When the thermometer hit -26 last night I should have texted Tony and called it off, but kidded myself thinking it will warm up during the day. Lets go local, maybe just top rope some mixed lines. Gymnastics to keep you warm. It's -24 when I wake up and Tony arrives efficiently early in the grey half-light of dawn. The sun is up when we get to the lake, but offers no warmth. As we leave the car to snowshoe across the lake to the crag, the car thermometer is saying -25. Och well, we're here now. Lets go do something.
Swing, crack, BOOM. A 25 metre high cascade of ice vibrates from deep inside to the first impact of my ice tool. Hmmmm, bad vibes - literally. The ice is dull and dense in the deep cold, lifeless in comparison the moist sparkle of new ice just a little below freezing point. The monopoints of my crampons puncture the ice but the secondary points fail to gain much purchase on it's hard shell. One foot pops when I'm just a metre or so up. They refuse to provide the secure feeling you normally find on ice that is less than vertical.
Once my feet get up to level with the first scars left by my tools I use them like foot holds, the cracked away ice giving more grip to the crampons. Looking down at the boulders below I place the first screw. Fortunately I sharpened them somewhat obsessively last weekend and they bite in dense ice, but winding in them take a lot of pressure, the cold steel finding much friction against the cold ice. The little winder handle on the scew hanger is useless, and I have to push my weight against the whole hanger itself. My finger have gone completely numb by this point. It's a dumb place to try and stop but it would be dumber still to climb on. I brace my shoulder against the rock on the left and let go of my tools. I pull my fingers out of the finger sections of the gloves and ball my fist inside the palm section of the gloves. I squeeze warm blood painfully into my finger tips, push my fingers back fully into the gloves and climb on. Another few metres, more squealing, cracking, brittle ice - its fractures fracture my cool. Another screw battled in for the nerves, another finger-warming session balanced on front points that I don't really trust. And on again.
No soaking up the view, no leaning back out good placements, calmly shaking out one arm at time whilst enjoying the exposure. Just constant 3D risk management - is this tool good? How far did fracture line go? Read the ice. Will that dinnerplate if I use it for my feet? Hit the concave, avoid the convex. Feet up onto the slab. Balance. Stamp those points in. Rest. Fingers bad again, toes not feeling good either. One more screw and then on to the top. Tie myself to a tree. No contentment. Just survival. It's a nice little fall, but should be the sort of thing I'd happily solo. But not today, not at -25.

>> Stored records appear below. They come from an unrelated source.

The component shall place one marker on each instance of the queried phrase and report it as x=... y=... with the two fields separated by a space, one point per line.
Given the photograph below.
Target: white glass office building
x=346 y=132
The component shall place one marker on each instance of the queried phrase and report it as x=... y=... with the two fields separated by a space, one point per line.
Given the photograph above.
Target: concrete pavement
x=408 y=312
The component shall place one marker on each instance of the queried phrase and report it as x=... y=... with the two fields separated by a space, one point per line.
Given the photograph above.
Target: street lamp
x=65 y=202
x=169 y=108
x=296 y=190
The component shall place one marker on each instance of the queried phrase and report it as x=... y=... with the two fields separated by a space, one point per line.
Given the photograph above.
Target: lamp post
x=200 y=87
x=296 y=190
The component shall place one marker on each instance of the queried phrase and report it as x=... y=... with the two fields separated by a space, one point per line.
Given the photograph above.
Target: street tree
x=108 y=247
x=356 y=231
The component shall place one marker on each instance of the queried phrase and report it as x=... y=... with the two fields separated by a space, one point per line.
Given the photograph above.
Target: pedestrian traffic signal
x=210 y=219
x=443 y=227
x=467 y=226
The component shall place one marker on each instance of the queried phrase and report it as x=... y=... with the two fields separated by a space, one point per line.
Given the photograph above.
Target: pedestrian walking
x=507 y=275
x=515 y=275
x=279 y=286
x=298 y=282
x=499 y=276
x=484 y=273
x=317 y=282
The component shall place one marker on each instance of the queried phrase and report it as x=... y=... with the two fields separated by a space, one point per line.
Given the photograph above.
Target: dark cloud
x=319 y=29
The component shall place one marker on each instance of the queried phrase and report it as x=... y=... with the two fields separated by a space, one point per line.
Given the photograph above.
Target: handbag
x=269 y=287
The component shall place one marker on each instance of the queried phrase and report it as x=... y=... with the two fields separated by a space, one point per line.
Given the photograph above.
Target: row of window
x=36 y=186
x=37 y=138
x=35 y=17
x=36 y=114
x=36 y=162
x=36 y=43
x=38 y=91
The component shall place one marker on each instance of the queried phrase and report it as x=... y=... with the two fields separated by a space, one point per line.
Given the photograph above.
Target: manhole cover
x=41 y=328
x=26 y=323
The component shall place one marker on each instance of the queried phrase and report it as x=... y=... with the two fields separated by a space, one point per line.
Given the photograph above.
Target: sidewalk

And then the hotaches. My fingers are in vice. Now they're in boiling water. Now someone is using a staple gun on them. I yell obscenities, I fight the urge to piss myself. The enzymes flood the capillaries in my fingers, my fingers are pulsing - the pain lessens and you tell yourself this is good thing. No frostbite today, but 12 hrs later my fingers still feel it.
Don't blow the ice out of screws at -25. That white stuff at the top of the hanger had until seconds previously been the outer layer of skin on my lips
Tony comes up and we discuss setting up a top rope to try one of the harder lines, but he has just seconded in his duvet and still isn't completely warmed up after getting chilled belaying me. We rap off and split for the car and café.We reckon it's three or four winters since we last went out when it was below -20, climbed, and then promised we'd never do anything so silly again. Perhaps that's about how long it takes to forget.
Nice report. Had quite the same experience in Valkeala.
ReplyDeleteBit of a frost bite in -28 C and some other damage. I did like the climbing anyway.
How did the ice stick inside ice screw? This cold it usually falls away by itself.
Happy healing.
-Juha
Frostbite - for real!? Take care and it hope it gets better quickly. I got frostnip in one toe once, and for the next couple of winters that toe has seemed more susceptible to getting cold even though there was no lasting damage. So take real care of that digit even once it is looking normal again! I realised that I was climbing in my little Trango boots yesterday, when I have a perfectly good pair of big bulky and WARM Scarpa plastic boots sitting in my cupboard. If it's still this cold next weekend, I'm going "ol' skool" and rockin' the plastic like it was 1995... ;-)
ReplyDeleteAa yes. It's a frostnip and not even serious one. Sorry. Just the tip of index finger is a bit numb.
ReplyDeleteAfter last years ice climbing trip to Lyngen it took couple of months for the same digit to heal completely.
-Juha
Nice story, where is this nice place?